THEY call it the "Uluru of the east" - a sacred Aboriginal place within a world heritage area in the Hunter.
Mount Yengo is a table-top mountain and remnant of an ancient volcano that rises 300 metres above a plateau.
The mountain is a key landmark within the Yengo National Park and the nearby Wollombi Valley, on the outskirts of Cessnock local government area.
The area is within the Greater Blue Mountains World Heritage Area.
A federal environment department report said the land must be managed and protected "as part of the future growth of the Lower Hunter", amid concern about its values being threatened.
The report pinpointed the Wollombi Valley as a "key conservation priority" to help protect and manage the world heritage area.

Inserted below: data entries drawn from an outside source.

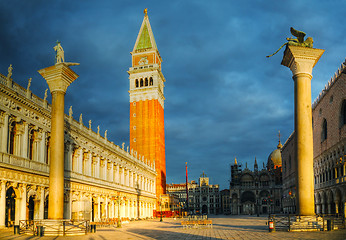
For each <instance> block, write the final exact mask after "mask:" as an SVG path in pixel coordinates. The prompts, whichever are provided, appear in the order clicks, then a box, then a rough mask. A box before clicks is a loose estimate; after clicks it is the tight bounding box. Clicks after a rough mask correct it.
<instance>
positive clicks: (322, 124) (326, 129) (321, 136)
mask: <svg viewBox="0 0 346 240" xmlns="http://www.w3.org/2000/svg"><path fill="white" fill-rule="evenodd" d="M326 139H327V120H326V119H323V122H322V132H321V142H323V141H324V140H326Z"/></svg>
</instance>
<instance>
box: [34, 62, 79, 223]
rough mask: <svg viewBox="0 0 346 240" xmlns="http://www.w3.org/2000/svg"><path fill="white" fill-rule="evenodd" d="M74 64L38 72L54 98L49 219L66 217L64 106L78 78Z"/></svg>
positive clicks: (49, 185) (52, 98)
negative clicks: (67, 98) (71, 69)
mask: <svg viewBox="0 0 346 240" xmlns="http://www.w3.org/2000/svg"><path fill="white" fill-rule="evenodd" d="M70 65H71V64H69V63H65V62H60V63H56V64H55V65H54V66H50V67H47V68H44V69H41V70H39V71H38V72H39V73H40V74H41V75H42V77H43V78H44V79H45V80H46V81H47V83H48V86H49V89H50V92H51V94H52V120H51V140H50V141H51V142H50V144H51V148H50V171H49V205H48V218H49V219H63V217H64V106H65V93H66V90H67V87H68V86H69V85H70V84H71V83H72V82H73V81H74V80H76V79H77V77H78V75H77V74H76V73H75V72H74V71H72V70H71V69H70V67H69V66H70Z"/></svg>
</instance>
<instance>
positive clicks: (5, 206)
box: [0, 181, 6, 228]
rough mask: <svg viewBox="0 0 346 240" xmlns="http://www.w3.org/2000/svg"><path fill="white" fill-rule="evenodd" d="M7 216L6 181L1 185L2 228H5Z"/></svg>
mask: <svg viewBox="0 0 346 240" xmlns="http://www.w3.org/2000/svg"><path fill="white" fill-rule="evenodd" d="M5 214H6V181H1V185H0V228H4V227H5Z"/></svg>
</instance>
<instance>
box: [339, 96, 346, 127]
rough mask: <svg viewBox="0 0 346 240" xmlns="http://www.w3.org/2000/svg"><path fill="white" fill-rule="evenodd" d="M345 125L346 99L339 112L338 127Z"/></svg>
mask: <svg viewBox="0 0 346 240" xmlns="http://www.w3.org/2000/svg"><path fill="white" fill-rule="evenodd" d="M344 125H346V99H344V101H342V104H341V112H340V127H342V126H344Z"/></svg>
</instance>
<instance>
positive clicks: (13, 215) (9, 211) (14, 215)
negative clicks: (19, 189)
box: [5, 187, 16, 227]
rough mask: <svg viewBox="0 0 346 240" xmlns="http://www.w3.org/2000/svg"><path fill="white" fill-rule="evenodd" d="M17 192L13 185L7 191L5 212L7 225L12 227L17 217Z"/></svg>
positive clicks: (8, 226)
mask: <svg viewBox="0 0 346 240" xmlns="http://www.w3.org/2000/svg"><path fill="white" fill-rule="evenodd" d="M15 210H16V193H15V192H14V190H13V187H10V188H9V189H7V191H6V210H5V211H6V213H5V215H6V216H5V226H6V227H10V226H12V225H13V224H14V220H15V218H16V212H15Z"/></svg>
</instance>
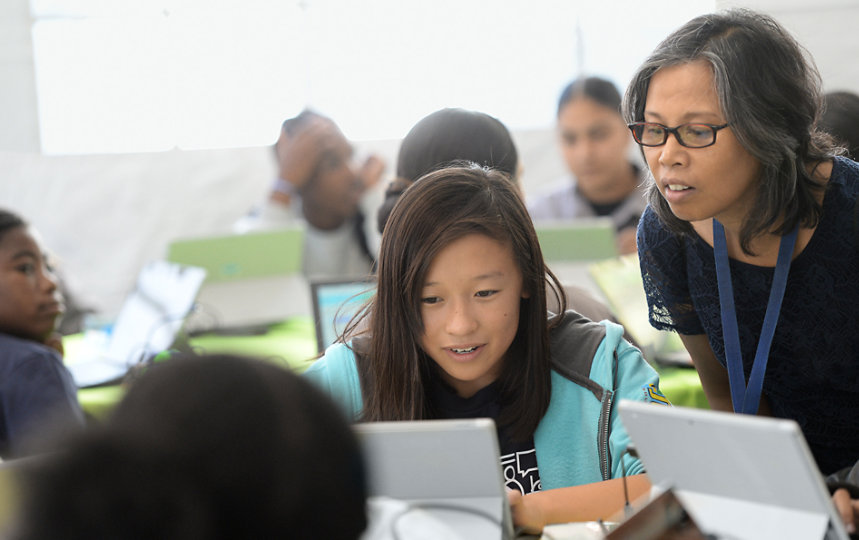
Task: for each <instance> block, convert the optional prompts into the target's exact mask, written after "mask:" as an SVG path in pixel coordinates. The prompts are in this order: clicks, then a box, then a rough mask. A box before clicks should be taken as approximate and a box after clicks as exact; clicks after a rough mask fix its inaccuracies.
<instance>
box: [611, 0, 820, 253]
mask: <svg viewBox="0 0 859 540" xmlns="http://www.w3.org/2000/svg"><path fill="white" fill-rule="evenodd" d="M696 60H703V61H705V62H707V63H708V64H709V65H710V67H711V68H712V70H713V75H714V80H715V85H716V94H717V95H718V97H719V106H720V108H721V110H722V112H723V114H724V115H725V121H726V122H728V123H729V124H730V126H731V129H732V131H733V133H734V135H735V136H736V137H737V140H738V141H739V142H740V144H741V145H742V146H743V147H744V148H745V149H746V150H747V151H748V152H749V153H750V154H751V155H752V156H754V157H755V159H757V160H758V161H759V162H760V165H761V174H760V178H759V182H760V186H759V189H758V193H757V201H756V203H755V212H753V213H752V214H750V215H748V216H746V219H745V221H744V223H743V226H742V230H741V233H740V245H741V246H742V248H743V251H745V252H746V253H749V254H751V250H750V249H749V246H750V242H751V240H752V239H753V238H754V237H755V236H758V235H760V234H763V233H775V234H786V233H787V232H789V231H791V230H792V229H793V228H794V227H795V226H796V225H797V224H799V223H801V224H803V225H804V226H807V227H813V226H815V225H816V224H817V221H818V219H819V218H820V204H819V203H818V202H817V198H816V196H815V195H816V193H815V192H817V191H819V190H820V189H821V186H820V184H819V183H818V182H816V181H815V180H813V178H812V175H811V174H810V173H809V171H808V170H807V169H806V166H807V165H808V164H814V163H815V162H818V161H820V160H823V159H826V158H829V157H831V156H833V155H834V153H835V150H834V148H835V147H834V145H833V142H832V139H831V137H829V136H828V135H826V134H824V133H823V132H821V131H818V130H817V128H816V123H817V119H818V115H819V113H820V104H821V97H820V88H821V80H820V75H819V74H818V72H817V68H816V67H815V65H814V61H813V60H812V59H811V57H810V55H809V54H808V53H807V52H806V51H805V49H803V48H802V46H801V45H800V44H799V43H798V42H797V41H796V40H795V39H794V38H793V37H792V36H791V35H790V34H789V33H788V32H787V31H786V30H785V29H784V28H782V27H781V26H780V25H779V24H778V23H777V22H776V21H775V20H774V19H772V18H771V17H769V16H766V15H763V14H759V13H755V12H753V11H750V10H745V9H735V10H728V11H724V12H719V13H713V14H708V15H702V16H699V17H696V18H694V19H692V20H691V21H689V22H688V23H686V24H685V25H683V26H682V27H680V28H679V29H678V30H676V31H674V32H673V33H672V34H671V35H669V36H668V37H667V38H665V40H664V41H662V43H660V44H659V45H658V46H657V47H656V49H655V50H654V51H653V53H652V54H651V55H650V57H648V58H647V59H646V60H645V61H644V63H643V64H642V65H641V66H640V67H639V68H638V70H637V72H636V74H635V75H634V76H633V77H632V81H631V82H630V84H629V87H628V88H627V91H626V95H625V96H624V102H623V115H624V119H625V120H626V121H627V122H639V121H642V120H644V109H645V101H646V99H647V90H648V87H649V85H650V80H651V78H652V77H653V75H654V74H655V73H656V72H657V71H658V70H659V69H661V68H664V67H668V66H675V65H679V64H685V63H688V62H693V61H696ZM648 200H649V202H650V205H651V206H652V207H653V209H654V210H655V211H656V213H657V215H658V216H659V218H660V219H661V220H662V221H663V222H664V223H665V224H666V226H667V227H668V228H669V229H671V230H673V231H675V232H678V233H684V234H688V233H690V232H691V231H692V227H691V225H690V224H689V223H688V222H686V221H683V220H681V219H679V218H677V217H676V216H675V215H674V214H673V213H672V212H671V209H670V207H669V206H668V203H667V202H666V201H665V199H664V198H663V197H662V196H661V194H660V193H659V191H658V189H657V188H656V185H655V182H651V183H650V184H649V186H648Z"/></svg>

"These lands, the majority of which are privately owned or managed by State Forests, provide an important buffer to world heritage values in Yengo National Park," it said.

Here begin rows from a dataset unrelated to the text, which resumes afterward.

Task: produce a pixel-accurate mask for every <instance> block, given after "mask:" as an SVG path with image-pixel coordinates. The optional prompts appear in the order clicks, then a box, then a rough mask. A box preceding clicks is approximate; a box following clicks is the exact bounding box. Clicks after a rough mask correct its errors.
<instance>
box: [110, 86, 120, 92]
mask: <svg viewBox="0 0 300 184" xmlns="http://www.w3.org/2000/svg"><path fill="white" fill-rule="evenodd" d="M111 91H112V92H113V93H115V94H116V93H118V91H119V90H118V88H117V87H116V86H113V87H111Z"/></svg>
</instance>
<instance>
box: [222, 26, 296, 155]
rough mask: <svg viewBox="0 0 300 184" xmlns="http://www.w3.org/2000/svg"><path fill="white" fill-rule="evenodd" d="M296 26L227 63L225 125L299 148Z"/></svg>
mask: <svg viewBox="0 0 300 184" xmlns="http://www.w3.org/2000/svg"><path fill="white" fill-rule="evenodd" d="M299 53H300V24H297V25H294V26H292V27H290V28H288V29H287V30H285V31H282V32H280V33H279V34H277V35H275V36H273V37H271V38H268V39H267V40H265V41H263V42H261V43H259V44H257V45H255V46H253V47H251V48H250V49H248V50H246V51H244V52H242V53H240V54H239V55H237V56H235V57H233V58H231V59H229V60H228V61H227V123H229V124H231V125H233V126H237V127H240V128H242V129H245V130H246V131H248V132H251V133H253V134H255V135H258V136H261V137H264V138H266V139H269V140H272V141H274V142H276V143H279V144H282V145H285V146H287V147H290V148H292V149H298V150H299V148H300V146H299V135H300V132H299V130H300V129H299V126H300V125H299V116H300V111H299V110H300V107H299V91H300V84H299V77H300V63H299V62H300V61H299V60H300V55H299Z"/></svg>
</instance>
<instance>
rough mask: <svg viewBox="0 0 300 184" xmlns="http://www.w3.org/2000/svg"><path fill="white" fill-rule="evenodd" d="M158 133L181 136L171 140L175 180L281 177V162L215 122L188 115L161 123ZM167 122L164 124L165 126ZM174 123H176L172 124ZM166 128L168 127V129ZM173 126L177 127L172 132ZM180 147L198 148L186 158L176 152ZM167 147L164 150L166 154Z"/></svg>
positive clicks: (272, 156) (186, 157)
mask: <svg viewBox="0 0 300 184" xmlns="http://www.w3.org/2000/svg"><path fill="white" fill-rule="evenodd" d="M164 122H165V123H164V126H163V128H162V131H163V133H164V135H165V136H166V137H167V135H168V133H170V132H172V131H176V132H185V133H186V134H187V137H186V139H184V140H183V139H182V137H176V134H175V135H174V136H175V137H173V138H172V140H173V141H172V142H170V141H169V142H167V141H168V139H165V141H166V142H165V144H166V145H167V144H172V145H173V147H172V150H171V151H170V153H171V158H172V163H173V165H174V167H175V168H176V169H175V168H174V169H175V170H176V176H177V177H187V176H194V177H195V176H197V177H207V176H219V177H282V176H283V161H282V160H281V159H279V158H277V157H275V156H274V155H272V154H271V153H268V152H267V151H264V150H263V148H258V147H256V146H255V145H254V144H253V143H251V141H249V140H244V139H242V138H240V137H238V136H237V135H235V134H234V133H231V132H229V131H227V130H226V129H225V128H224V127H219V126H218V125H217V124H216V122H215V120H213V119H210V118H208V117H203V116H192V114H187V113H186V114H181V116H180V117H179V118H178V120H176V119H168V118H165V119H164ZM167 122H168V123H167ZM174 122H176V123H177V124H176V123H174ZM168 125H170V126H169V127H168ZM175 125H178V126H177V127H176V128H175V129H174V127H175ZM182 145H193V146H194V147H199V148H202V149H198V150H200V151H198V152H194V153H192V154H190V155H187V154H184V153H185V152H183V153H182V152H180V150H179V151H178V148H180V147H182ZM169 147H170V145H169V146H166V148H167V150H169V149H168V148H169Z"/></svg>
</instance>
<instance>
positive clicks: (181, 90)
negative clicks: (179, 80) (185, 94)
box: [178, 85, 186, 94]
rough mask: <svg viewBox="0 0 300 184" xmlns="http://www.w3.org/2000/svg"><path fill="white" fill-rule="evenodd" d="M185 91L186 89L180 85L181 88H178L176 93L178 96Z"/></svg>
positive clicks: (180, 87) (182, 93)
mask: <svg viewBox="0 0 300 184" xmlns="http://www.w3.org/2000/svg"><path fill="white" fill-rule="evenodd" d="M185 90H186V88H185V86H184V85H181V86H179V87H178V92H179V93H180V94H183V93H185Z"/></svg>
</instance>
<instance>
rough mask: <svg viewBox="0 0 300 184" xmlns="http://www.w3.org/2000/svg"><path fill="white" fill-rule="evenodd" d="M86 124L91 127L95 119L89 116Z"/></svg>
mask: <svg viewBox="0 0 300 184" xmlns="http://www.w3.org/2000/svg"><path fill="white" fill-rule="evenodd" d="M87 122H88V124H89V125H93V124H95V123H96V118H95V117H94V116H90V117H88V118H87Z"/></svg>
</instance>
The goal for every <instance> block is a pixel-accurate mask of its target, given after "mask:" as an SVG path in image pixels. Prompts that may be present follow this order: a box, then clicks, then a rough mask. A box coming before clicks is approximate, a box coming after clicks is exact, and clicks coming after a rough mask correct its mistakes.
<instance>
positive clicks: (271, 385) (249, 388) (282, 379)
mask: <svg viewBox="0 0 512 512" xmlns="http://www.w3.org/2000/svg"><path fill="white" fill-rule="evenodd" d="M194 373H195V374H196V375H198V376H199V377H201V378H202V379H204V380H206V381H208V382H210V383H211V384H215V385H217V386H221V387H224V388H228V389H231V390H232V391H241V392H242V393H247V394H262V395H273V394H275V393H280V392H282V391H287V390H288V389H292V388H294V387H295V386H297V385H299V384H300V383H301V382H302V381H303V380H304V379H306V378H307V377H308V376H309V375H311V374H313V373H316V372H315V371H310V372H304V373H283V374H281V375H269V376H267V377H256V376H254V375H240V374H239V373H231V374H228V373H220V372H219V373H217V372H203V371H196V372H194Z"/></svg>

Retaining the characteristics of the area was considered crucial.
The report said more government funding was needed to increase effective management of the area.
Greater community awareness of the area's values was needed, it said.
Wollombi resident, artist Paul Selwood, said the area had "huge significance for Aboriginal culture".
"Yengo National Park has thousands of Aboriginal art sites, many of them rock carvings with views of Mount Yengo," Mr Selwood said.
"They tell the story of Baiame, the creator, stepping down from the sky to create all things."
Aboriginal people from across the state come to Mount Yengo to study traditional culture.
The Wollombi Valley Arts Council said corroborees were held at Wollombi to celebrate Aboriginal culture with traditional dance.
"Mount Yengo is to the Aborigines of NSW, as Uluru is to the Aborigines of central Australia," it said.
The area was "traditionally used for learning and ceremony" for more than 10,000 years.
The Blue Mountains Conservation Society said Mount Yengo was "deeply significant to Aboriginal people" in south-east Australia.
The mountain was "remnants of 17 million-year-old basalt lava that flooded across the land".
Mr Selwood said Wollombi meant "the meeting of the waters or meeting place".
"This is a pristine river, creek and catchment system," he said.
"A lot of creeks flow here.
"There's a lot of significance here and much to lose."
The report lists threats to the area as mismanagement of land, rural-residential development and mineral and gas exploration.
A pilot gas well had been sunk in the area and development was a major threat, Mr Selwood said.
"Gas mining would be disastrous - it would pollute the rivers. You don't want the area to become subdivided into small five-acre lots. There is a powerful lobby of businesspeople who want to exploit it for their own wealth."
Cessnock City Council group leader built and natural environment Gareth Curtis said the report was "an important reference tool if development was proposed in the area."